Youth justice systems, in their contemporary focus on behavioral change programming, skilling up young people, and preparing young people to lead a life without crime (Sankofa et al., 2017), are arguably doing work that is directly relevant to this new economy. Ironically, the ‘skilling up’ trend that exists outside of youth justice system, promoted by governments in the context of the shifting economy, have not necessarily been replicated in youth justice settings. Vocational training opportunities in custodial contexts are rare, and resettlement practices in American and British youth justice systems rarely attend to the broader socio-structural dynamics which shape young people’s lives (Fader, 2013; Gray, 2011; Soyer, 2016). Despite our knowledge about the high rates of illiteracy and learning disabilities in youth custody, special education provision inside of custody is also limited, and young people face serious obstacles in returning to school from custody (Domenici and O’Leary, 2015; Quinn et al., 2005; Williams et al., 2007). The criminal conviction also continues to erect barriers for young people in multiple areas of their lives, from employment to access to higher education, even with the protections of a delinquency case (Carr et al., 2015; Custer, 2018; Goddard and Myers, 2019).
Treatment interventions in juvenile custodial contexts have arguably been focused on stimulating individual change through individualized, largely cognitive-behavioral interventions, largely focused on stimulating individual agency to overcome criminogenic instincts (Lipsey and Wilson, 1998; Sankofa et al., 2017). Yet, these treatment interventions, which are largely focused on behavior, as opposed to feelings, may play a role in exacerbating long-standing cynicism and mistrust of the systems (Cox, 2018b). In my own research inside of New York’s residential juvenile facilities, I found that the ideal participant was one who responded to the interventions through the expression of deference, self-responsibility, and self-control (Cox, 2016). These expectations were viewed somewhat cynically by some staff and young people not only as efforts to engage in behavioral management and control of facility life, but also as failing to understand the complex internal dynamics of self-control and self-change (Cox, 2016, 2018b). The construction of behavioral change programming also fails to recognize the broader structural barriers which young people face upon release from the facilities, and which they ultimately cannot rely solely on behavioral management and self-control strategies to face (Cox, 2018b; Sankofa et al., 2017).

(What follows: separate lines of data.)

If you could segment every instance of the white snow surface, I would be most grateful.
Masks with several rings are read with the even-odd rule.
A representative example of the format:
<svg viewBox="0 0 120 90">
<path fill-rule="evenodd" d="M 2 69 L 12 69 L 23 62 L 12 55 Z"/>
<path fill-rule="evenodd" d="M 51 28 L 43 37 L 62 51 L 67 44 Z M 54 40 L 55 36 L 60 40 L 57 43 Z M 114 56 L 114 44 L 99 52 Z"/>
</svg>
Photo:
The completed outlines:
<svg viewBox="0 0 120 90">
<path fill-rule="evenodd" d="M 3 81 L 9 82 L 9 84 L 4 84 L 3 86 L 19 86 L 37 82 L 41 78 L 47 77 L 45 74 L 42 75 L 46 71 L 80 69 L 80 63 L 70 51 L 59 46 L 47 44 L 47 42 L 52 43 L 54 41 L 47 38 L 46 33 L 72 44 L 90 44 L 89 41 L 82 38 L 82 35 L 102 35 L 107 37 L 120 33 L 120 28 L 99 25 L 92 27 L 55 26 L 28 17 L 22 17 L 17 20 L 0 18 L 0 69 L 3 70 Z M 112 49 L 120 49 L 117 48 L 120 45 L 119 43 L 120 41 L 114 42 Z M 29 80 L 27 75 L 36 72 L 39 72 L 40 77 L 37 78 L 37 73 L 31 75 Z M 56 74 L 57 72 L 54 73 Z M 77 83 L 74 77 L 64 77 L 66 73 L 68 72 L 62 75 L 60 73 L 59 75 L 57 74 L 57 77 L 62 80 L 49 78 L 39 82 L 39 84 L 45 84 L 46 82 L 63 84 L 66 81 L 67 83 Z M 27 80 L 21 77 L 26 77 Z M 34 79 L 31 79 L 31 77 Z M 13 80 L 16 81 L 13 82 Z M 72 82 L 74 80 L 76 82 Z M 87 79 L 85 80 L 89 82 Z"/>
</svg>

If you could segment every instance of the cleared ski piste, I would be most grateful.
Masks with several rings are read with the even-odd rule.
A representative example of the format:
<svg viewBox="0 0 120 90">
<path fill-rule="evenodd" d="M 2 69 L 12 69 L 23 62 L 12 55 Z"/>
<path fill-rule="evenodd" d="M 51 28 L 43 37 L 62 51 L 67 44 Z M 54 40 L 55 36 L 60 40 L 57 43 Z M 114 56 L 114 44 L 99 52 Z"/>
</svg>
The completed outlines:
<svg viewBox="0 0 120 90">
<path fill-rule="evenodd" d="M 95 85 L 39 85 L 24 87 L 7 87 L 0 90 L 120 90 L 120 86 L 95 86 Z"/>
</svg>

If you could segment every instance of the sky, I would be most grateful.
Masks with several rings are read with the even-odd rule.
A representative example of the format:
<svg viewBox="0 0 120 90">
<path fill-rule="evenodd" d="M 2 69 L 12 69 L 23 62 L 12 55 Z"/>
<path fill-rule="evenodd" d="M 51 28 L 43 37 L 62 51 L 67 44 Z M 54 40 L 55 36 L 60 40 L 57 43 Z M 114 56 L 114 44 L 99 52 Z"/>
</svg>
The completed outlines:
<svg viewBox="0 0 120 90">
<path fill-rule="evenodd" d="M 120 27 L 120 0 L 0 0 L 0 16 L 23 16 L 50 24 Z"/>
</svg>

Facility dynamics examined in my research also revealed broader questions about the legitimacy of incarceration, particularly in the context of the increasingly well-recognized racialized dynamics of incarceration. Young people’s, particularly young people of color’s, broader distrust of justice systems has been well-documented (Brunson, 2007; Sharp and Atherton, 2007; Sprott and Greene, 2010). In the context of the facilities I studied, where close to 90 per cent of the young people incarcerated in the facilities were children of color, it was not lost on both staff and young people that the processes of criminalization intersected with broader racialized social and economic dynamics (Bonilla-Silva, 2001). A number of the young Black people in the research study in particular articulated a critique of the system they were enmeshed in as one that they felt involved their disproportionate criminalization in service of broader goals of racialized social control (Cox, 2015).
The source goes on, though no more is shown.